The relationship between the Captain Kirk, Science Officer Spock and the Medical Officer McCoy is central to the original Star Trek. Kirk as the key figure in the myth is constantly balancing his decisions based on positions of Spock and McCoy.
Spock, representing the pure thinking part of us, is cold and logical, sometimes appearing inhumane to those disagreeing with his difficult life or death decisions. His position is occasional shown correct.
McCoy, representing the pure feeling part of us, is a true Humanist and Humanitarian setting life above all else.
Kirk mediates between the two men and bi-polar extremes of the psychological drama.
Symbolically, without Kirk present, Mc Coy and Spock argue constantly.
McCoy views the Vulcan’s logic as ruthlessly utilitarian and loses the fact that Spock has saved his life and other lives many times.
Spock, as a half-human Vulcan, has taught himself to reject his mother’s influence and suppress emotion in favor of pure logical thinking of his Vulcan father that represents pure objectivity.

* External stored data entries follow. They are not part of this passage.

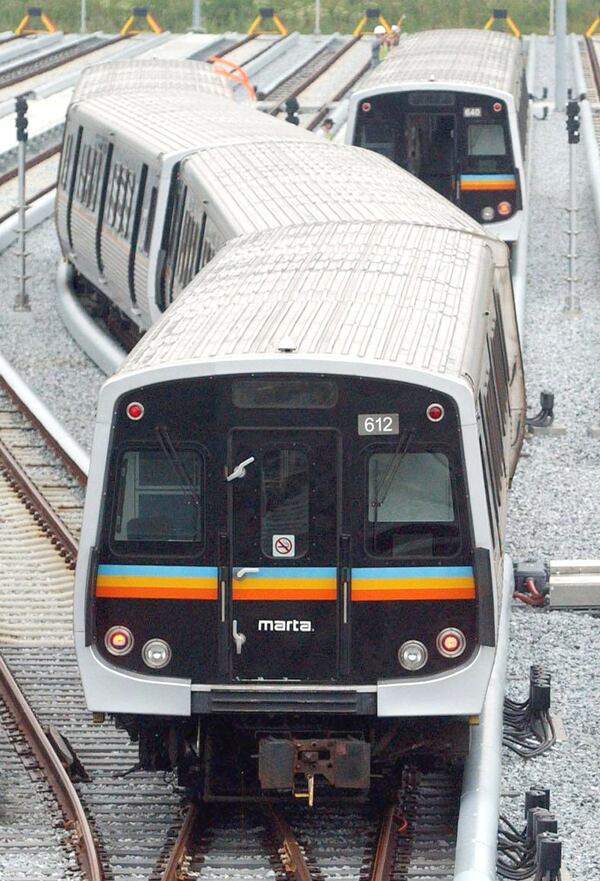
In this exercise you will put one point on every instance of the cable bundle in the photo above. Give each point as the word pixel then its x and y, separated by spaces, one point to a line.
pixel 536 852
pixel 528 727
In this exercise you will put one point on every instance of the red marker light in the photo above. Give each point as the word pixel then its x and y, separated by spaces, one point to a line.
pixel 451 642
pixel 119 640
pixel 135 410
pixel 435 412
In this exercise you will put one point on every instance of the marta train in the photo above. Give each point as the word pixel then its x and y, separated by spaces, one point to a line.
pixel 452 107
pixel 291 559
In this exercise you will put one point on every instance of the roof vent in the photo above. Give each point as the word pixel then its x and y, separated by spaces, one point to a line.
pixel 287 344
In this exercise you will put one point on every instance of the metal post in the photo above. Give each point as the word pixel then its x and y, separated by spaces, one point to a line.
pixel 572 307
pixel 560 56
pixel 196 15
pixel 22 298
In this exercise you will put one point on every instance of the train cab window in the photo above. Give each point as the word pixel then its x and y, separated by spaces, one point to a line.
pixel 159 497
pixel 285 498
pixel 411 510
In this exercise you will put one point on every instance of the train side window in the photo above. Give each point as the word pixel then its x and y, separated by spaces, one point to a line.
pixel 66 161
pixel 150 220
pixel 411 510
pixel 159 500
pixel 285 498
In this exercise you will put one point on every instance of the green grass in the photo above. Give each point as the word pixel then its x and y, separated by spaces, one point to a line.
pixel 336 15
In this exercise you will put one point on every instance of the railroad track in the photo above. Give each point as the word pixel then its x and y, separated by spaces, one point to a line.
pixel 412 838
pixel 57 826
pixel 26 68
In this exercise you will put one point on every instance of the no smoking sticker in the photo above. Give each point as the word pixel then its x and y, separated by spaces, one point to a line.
pixel 284 545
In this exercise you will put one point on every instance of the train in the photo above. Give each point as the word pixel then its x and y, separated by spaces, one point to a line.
pixel 452 107
pixel 291 558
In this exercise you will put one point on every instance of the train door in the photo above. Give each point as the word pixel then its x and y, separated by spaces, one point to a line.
pixel 284 585
pixel 430 150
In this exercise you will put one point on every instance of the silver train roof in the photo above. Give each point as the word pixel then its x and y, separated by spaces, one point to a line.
pixel 390 292
pixel 459 57
pixel 153 76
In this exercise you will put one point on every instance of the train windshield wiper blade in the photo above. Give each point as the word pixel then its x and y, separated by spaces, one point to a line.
pixel 166 445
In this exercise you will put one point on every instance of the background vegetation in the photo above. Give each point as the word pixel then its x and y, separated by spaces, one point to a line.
pixel 336 15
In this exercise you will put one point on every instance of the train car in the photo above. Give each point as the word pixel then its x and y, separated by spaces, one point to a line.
pixel 291 556
pixel 451 107
pixel 147 194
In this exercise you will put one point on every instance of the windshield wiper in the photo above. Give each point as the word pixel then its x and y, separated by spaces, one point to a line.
pixel 166 445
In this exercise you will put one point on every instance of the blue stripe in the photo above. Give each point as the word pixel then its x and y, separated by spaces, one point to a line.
pixel 159 571
pixel 487 177
pixel 414 572
pixel 292 572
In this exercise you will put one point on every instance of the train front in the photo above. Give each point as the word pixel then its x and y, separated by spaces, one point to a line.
pixel 282 586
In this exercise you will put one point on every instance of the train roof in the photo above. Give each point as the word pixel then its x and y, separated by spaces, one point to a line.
pixel 182 122
pixel 284 183
pixel 152 77
pixel 462 57
pixel 385 292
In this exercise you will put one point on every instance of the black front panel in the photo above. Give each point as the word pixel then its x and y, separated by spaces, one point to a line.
pixel 456 143
pixel 342 531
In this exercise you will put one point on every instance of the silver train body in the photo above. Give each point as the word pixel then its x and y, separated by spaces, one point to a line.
pixel 293 530
pixel 452 107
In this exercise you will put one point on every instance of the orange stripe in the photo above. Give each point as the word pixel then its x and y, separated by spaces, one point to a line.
pixel 250 593
pixel 153 593
pixel 407 593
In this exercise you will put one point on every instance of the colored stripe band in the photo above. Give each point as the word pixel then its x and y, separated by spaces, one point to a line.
pixel 157 582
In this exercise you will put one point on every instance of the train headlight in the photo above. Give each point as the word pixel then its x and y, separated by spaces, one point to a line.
pixel 451 642
pixel 119 640
pixel 412 655
pixel 156 654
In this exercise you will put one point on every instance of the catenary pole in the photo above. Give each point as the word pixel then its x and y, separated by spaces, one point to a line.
pixel 560 56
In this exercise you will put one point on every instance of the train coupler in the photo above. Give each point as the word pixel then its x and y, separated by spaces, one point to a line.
pixel 344 763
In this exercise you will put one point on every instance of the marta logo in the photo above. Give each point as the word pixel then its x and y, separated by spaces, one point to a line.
pixel 285 626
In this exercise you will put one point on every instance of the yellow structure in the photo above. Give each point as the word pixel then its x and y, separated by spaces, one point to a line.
pixel 502 15
pixel 265 14
pixel 140 12
pixel 370 18
pixel 593 27
pixel 25 27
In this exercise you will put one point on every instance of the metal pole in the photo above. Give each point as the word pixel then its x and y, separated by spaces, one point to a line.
pixel 22 298
pixel 196 16
pixel 560 56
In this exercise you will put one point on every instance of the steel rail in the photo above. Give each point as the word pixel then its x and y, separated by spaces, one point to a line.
pixel 31 163
pixel 66 796
pixel 315 76
pixel 594 63
pixel 60 56
pixel 76 468
pixel 181 848
pixel 37 504
pixel 291 855
pixel 382 867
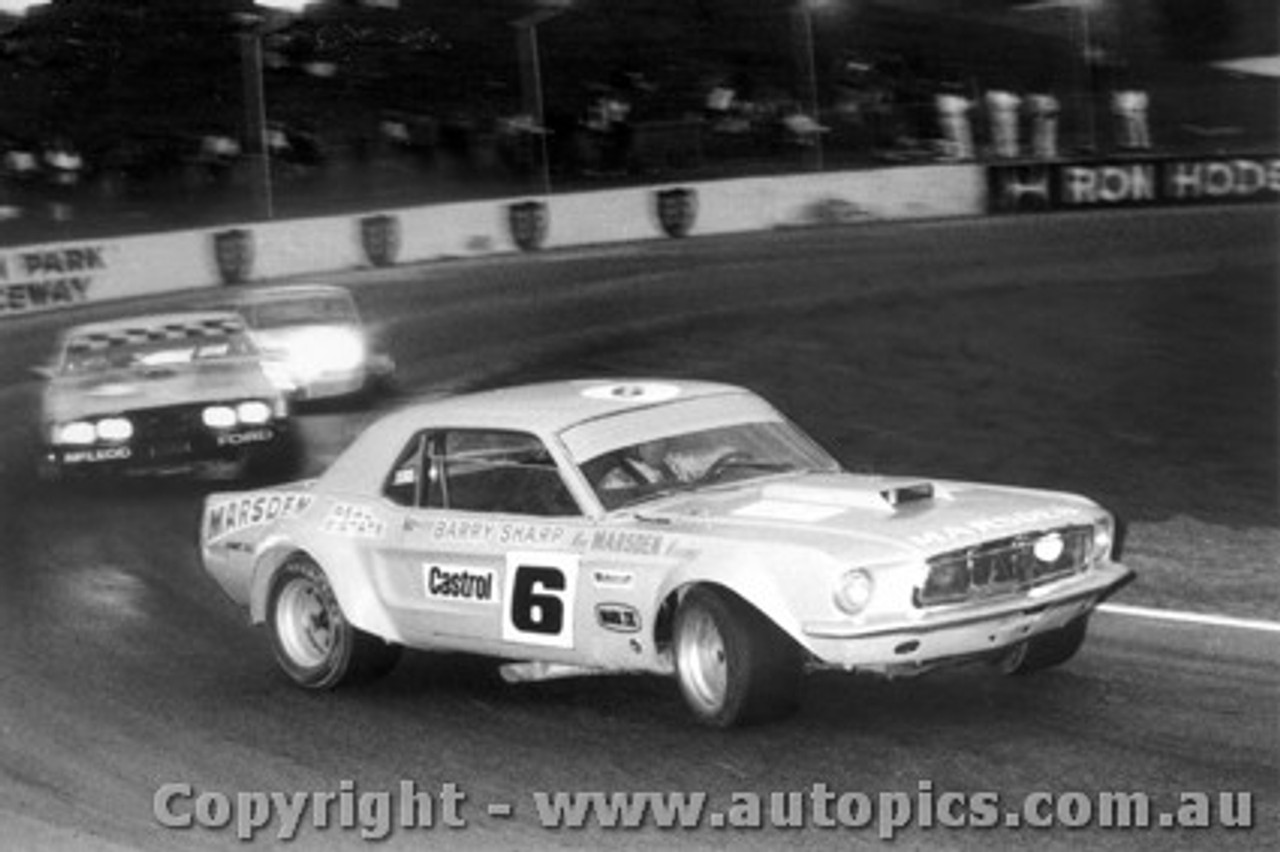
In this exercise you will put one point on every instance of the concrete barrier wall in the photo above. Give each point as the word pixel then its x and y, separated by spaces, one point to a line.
pixel 59 275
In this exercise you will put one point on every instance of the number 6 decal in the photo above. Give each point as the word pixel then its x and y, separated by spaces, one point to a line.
pixel 540 600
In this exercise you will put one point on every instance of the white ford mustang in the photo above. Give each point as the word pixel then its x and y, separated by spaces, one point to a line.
pixel 673 527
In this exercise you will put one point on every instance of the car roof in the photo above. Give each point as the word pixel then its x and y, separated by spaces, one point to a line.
pixel 553 406
pixel 544 408
pixel 211 320
pixel 286 292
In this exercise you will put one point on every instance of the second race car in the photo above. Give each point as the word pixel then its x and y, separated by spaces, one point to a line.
pixel 163 393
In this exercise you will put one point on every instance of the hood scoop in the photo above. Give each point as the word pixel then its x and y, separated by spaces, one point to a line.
pixel 887 498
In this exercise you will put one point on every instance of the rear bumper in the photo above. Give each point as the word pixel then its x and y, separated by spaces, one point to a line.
pixel 932 639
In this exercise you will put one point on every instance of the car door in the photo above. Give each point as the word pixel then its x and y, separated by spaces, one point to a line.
pixel 494 540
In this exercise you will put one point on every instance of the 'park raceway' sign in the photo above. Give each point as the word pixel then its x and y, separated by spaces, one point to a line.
pixel 1133 182
pixel 51 278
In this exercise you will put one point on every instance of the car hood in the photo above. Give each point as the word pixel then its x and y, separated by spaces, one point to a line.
pixel 287 339
pixel 871 514
pixel 128 389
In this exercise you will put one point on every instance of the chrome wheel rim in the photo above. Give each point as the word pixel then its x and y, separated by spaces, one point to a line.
pixel 305 623
pixel 703 662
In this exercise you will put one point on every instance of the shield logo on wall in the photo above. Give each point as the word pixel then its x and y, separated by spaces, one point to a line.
pixel 677 210
pixel 1023 187
pixel 380 238
pixel 529 223
pixel 233 250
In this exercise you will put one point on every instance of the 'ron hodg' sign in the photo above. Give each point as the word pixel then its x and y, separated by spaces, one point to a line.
pixel 1133 182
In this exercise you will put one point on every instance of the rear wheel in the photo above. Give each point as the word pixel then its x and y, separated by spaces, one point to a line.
pixel 1046 650
pixel 314 642
pixel 734 664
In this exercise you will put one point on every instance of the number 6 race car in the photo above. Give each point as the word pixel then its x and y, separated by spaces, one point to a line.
pixel 666 527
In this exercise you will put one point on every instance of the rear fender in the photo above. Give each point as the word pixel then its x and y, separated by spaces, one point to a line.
pixel 347 571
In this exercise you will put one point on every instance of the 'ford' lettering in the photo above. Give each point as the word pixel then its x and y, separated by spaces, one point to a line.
pixel 254 436
pixel 460 583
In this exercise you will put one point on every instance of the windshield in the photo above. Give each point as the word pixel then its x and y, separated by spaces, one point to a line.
pixel 86 355
pixel 704 458
pixel 309 311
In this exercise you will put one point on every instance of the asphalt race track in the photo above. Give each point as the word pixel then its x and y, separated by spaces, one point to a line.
pixel 1128 356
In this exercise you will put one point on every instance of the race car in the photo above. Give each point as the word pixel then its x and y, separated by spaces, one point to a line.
pixel 163 393
pixel 314 339
pixel 650 526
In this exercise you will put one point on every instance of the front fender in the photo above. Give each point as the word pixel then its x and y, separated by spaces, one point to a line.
pixel 758 581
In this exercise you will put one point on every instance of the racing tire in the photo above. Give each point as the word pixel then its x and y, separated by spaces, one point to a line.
pixel 312 640
pixel 734 665
pixel 1046 650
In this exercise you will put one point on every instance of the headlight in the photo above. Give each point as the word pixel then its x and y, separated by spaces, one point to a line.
pixel 1104 539
pixel 219 416
pixel 854 591
pixel 254 412
pixel 114 429
pixel 76 433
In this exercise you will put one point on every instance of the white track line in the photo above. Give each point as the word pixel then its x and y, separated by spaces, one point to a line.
pixel 1192 618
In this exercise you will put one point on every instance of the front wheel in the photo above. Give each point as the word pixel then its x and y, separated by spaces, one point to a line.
pixel 314 642
pixel 734 664
pixel 1046 650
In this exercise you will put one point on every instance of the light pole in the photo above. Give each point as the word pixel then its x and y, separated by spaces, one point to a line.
pixel 531 76
pixel 1079 32
pixel 255 117
pixel 804 12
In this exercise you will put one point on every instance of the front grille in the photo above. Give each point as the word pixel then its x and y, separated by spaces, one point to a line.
pixel 170 421
pixel 1005 566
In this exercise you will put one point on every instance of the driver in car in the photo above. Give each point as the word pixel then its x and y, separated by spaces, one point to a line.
pixel 659 462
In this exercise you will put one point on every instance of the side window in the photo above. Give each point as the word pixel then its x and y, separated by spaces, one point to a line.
pixel 502 472
pixel 405 484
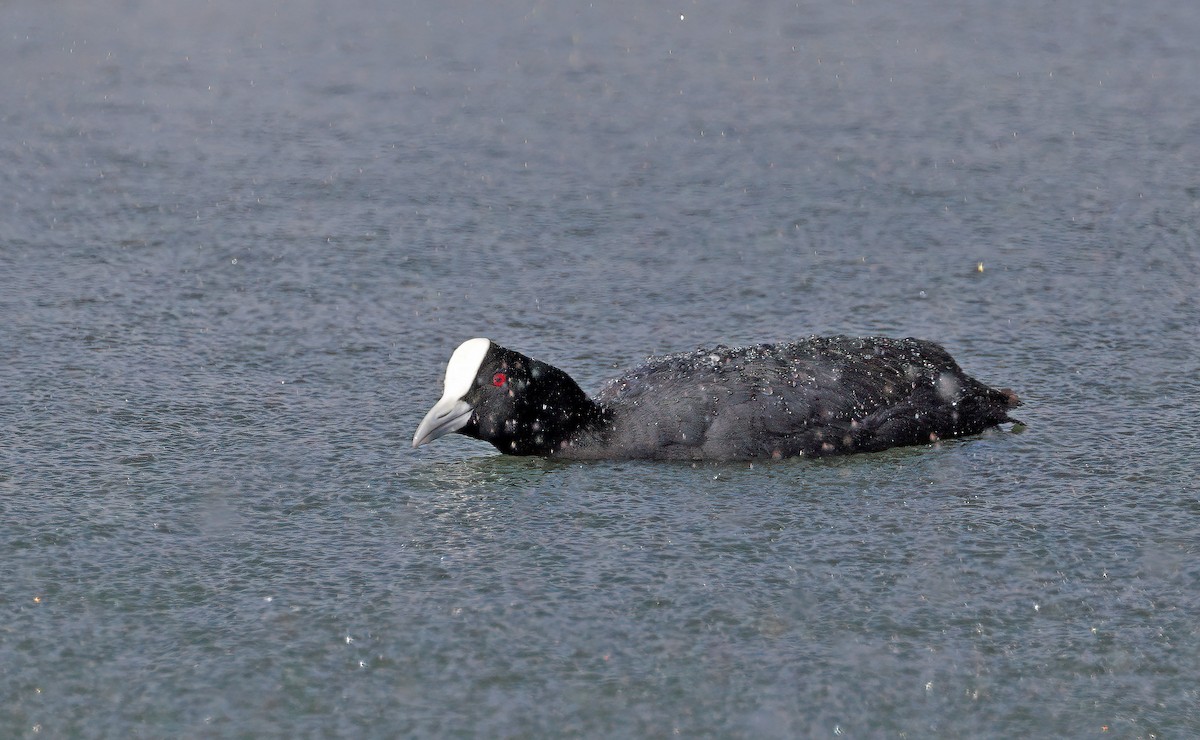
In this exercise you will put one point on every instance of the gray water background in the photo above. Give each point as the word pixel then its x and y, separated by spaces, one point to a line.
pixel 239 241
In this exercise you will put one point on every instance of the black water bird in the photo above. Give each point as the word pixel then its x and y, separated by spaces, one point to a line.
pixel 813 397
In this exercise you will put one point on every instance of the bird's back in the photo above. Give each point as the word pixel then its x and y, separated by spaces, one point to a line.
pixel 817 396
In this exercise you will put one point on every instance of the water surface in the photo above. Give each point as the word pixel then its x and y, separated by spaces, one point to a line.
pixel 240 240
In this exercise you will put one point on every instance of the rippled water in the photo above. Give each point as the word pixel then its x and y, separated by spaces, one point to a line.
pixel 240 240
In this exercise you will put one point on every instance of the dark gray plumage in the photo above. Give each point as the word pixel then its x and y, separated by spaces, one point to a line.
pixel 813 397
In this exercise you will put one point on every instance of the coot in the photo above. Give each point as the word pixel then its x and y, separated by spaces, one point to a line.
pixel 813 397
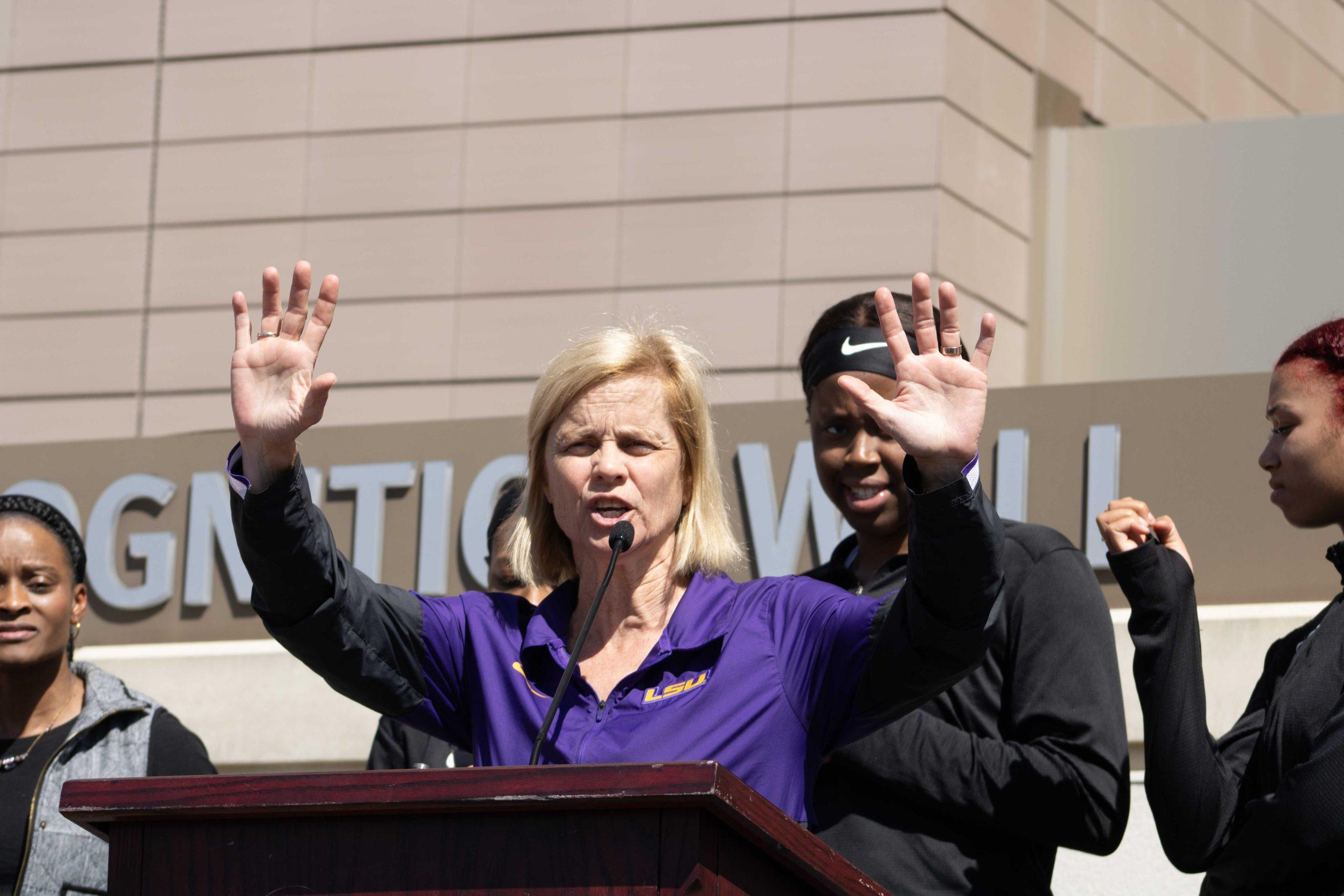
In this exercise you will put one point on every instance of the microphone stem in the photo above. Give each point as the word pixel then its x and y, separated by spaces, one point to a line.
pixel 574 661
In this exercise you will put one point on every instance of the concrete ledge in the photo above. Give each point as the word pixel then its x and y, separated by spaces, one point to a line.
pixel 255 705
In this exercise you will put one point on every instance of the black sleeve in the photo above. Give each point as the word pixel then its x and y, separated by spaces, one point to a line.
pixel 389 750
pixel 362 637
pixel 932 633
pixel 174 750
pixel 1297 830
pixel 1061 775
pixel 1191 779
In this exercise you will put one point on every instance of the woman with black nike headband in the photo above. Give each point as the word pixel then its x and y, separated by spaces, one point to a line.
pixel 765 678
pixel 973 792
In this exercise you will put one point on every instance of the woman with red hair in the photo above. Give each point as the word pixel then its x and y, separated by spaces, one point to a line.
pixel 1261 809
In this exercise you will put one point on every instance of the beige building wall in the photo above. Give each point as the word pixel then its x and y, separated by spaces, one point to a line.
pixel 1189 250
pixel 491 176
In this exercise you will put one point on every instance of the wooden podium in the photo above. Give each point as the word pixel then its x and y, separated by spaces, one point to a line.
pixel 664 828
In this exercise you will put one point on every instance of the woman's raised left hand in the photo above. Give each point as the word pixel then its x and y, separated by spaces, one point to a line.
pixel 940 404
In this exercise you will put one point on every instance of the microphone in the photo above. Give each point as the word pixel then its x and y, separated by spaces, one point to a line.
pixel 623 535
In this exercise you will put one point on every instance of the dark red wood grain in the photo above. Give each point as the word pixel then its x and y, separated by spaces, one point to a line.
pixel 668 828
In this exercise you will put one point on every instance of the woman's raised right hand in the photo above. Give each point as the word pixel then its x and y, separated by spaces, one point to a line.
pixel 272 385
pixel 1127 523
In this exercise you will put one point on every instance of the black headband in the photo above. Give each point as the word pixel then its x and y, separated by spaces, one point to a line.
pixel 847 351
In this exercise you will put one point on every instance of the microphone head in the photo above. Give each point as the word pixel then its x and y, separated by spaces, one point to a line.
pixel 623 536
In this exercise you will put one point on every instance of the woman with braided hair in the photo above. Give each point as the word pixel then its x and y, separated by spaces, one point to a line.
pixel 61 721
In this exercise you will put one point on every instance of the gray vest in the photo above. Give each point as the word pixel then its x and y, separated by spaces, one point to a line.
pixel 111 739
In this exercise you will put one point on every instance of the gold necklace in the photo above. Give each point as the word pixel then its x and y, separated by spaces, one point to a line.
pixel 10 762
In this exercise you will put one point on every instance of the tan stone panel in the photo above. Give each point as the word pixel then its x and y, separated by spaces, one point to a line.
pixel 1083 10
pixel 1273 53
pixel 536 16
pixel 478 400
pixel 519 335
pixel 1230 93
pixel 81 107
pixel 232 181
pixel 984 170
pixel 1177 50
pixel 234 97
pixel 1009 362
pixel 1067 51
pixel 374 405
pixel 4 89
pixel 73 419
pixel 1127 26
pixel 239 26
pixel 721 154
pixel 741 387
pixel 174 414
pixel 1227 25
pixel 1124 93
pixel 206 265
pixel 1316 23
pixel 659 13
pixel 1170 109
pixel 186 350
pixel 1315 88
pixel 991 87
pixel 702 242
pixel 385 172
pixel 389 88
pixel 386 257
pixel 546 78
pixel 42 33
pixel 1266 105
pixel 542 164
pixel 359 22
pixel 73 272
pixel 707 68
pixel 70 355
pixel 539 249
pixel 1193 13
pixel 832 7
pixel 979 254
pixel 80 188
pixel 838 61
pixel 860 234
pixel 855 147
pixel 733 325
pixel 1014 25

This is the psychodrama of a patriarchal society that is not socialized to accept the mothering side of humanity. Look too at the Greek use of Vulcan as the image of the builder who constructed with metal and was married to Venus. These opposites are put in opposition within Spock. When his human side peeps through it is with humor.
This intensifies the running love-hate working relationship he has with McCoy. McCoy senses that Spock is more human, and more envious of human feeling, than he ever admits.
This too is psycho-myth and the mythmaker is telling us that we should let our feeling side be more exposed.